En droit – Article 10 : Les critiques du requérant visaient un homme politique, pour qui les limites de la critique admissible étaient plus larges que pour de simples particuliers. En se présentant aux élections législatives, le candidat était entré dans la sphère publique et, inévitablement et sciemment, s’était exposé à un contrôle attentif. Pour ces raisons, il devait faire preuve d’un degré plus élevé de tolérance.
Les juridictions nationales ont toutefois estimé que les commentaires du requérant avaient porté atteinte à la réputation et à la dignité du candidat et qu’ils n’auraient pas dû être rendus publics à travers les médias, en particulier parce qu’ils concernaient des affaires privées. Elles ont tenu compte du contexte dans lequel les commentaires litigieux avaient été formulés, à savoir au cours d’une campagne électorale, et elles ont confirmé qu’ils revêtaient un intérêt général dès lors qu’ils concernaient une personnalité publique. Il importe de relever qu’en décidant de faire droit à l’action dirigée contre le requérant, les juridictions nationales ont considéré que celui-ci n’avait pas eu l’intention de critiquer les activités du candidat en tant que personne publique, mais d’exposer publiquement un point de vue unilatéral sur un litige privé d’ordre commercial entre deux parties privées. À cet égard, elles ont également jugé que le requérant n’avait pas satisfait aux exigences minimales de diligence, consistant à agir de bonne foi.
La Cour estime, comme les autorités judiciaires nationales, que les commentaires incriminés s’analysent en une attaque contre la réputation du candidat qui a atteint le niveau de gravité requis et a été préjudiciable à son droit personnel au respect de sa vie privée découlant de l’article 8 de la Convention. Les juridictions nationales ont adéquatement mis en balance les droits qui étaient en jeu, conformément aux critères définis dans la jurisprudence de la Cour ; de plus, elles ont de façon convaincante établi la nécessité de placer le droit du candidat à la protection de sa réputation au-dessus du droit du requérant à la liberté d’expression. Pour que la Cour substitue son avis à celui des juridictions internes, il lui aurait fallu des raisons sérieuses, lesquelles n’existaient pas en l’espèce.
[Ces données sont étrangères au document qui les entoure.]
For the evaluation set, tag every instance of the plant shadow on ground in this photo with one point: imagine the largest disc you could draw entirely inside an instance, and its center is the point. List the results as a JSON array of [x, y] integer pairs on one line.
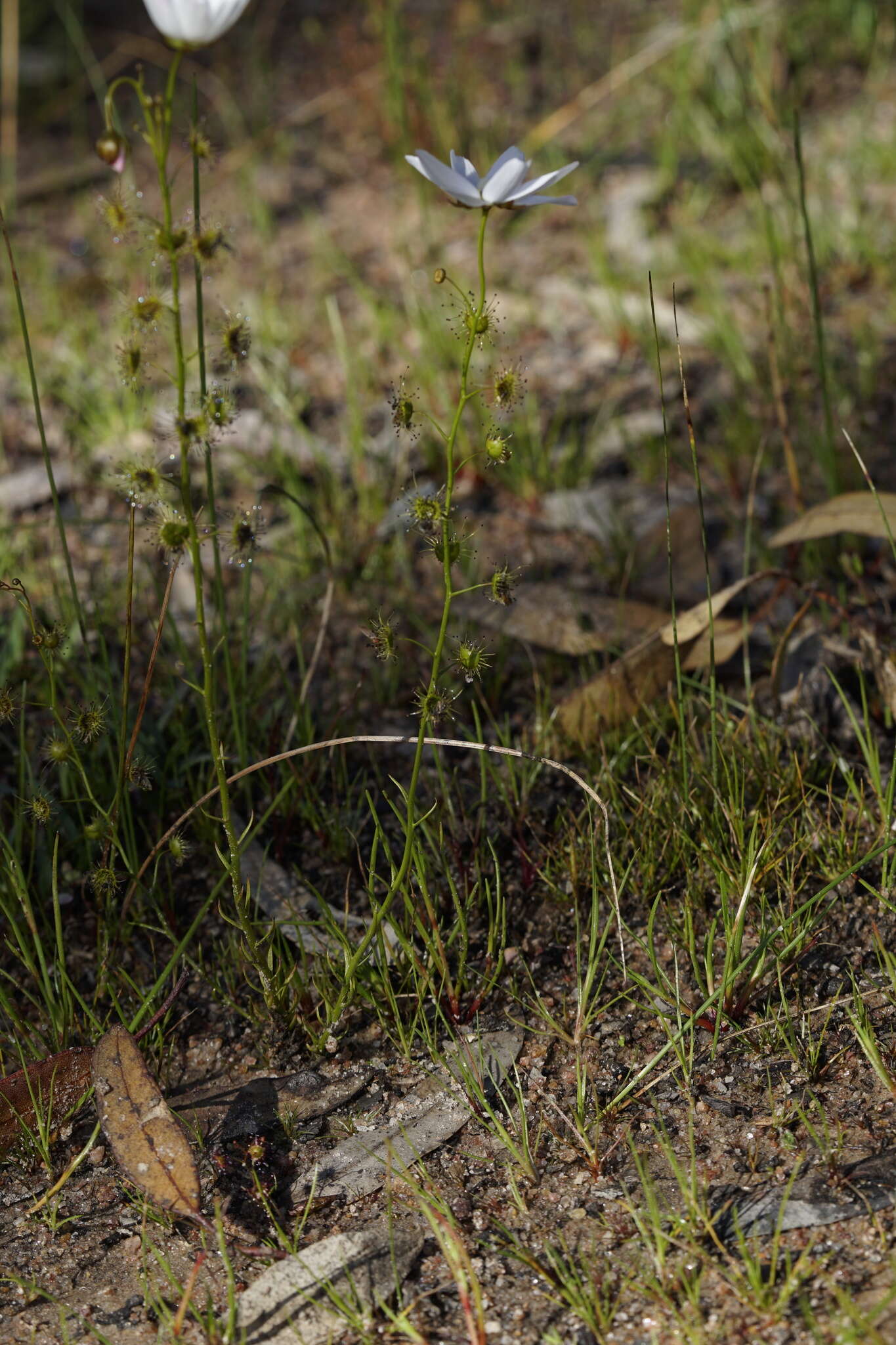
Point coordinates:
[[748, 1038]]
Enfin, dans les circonstances particulières de la cause du requérant, l’obligation faite à celui-ci de verser 5 000 EUR à titre de dommages-intérêts ne saurait être tenue pour une sanction exagérément sévère et susceptible d’avoir un effet dissuasif sur l’exercice par lui de son droit à la liberté d’expression.
Conclusion : non-violation (cinq voix contre deux).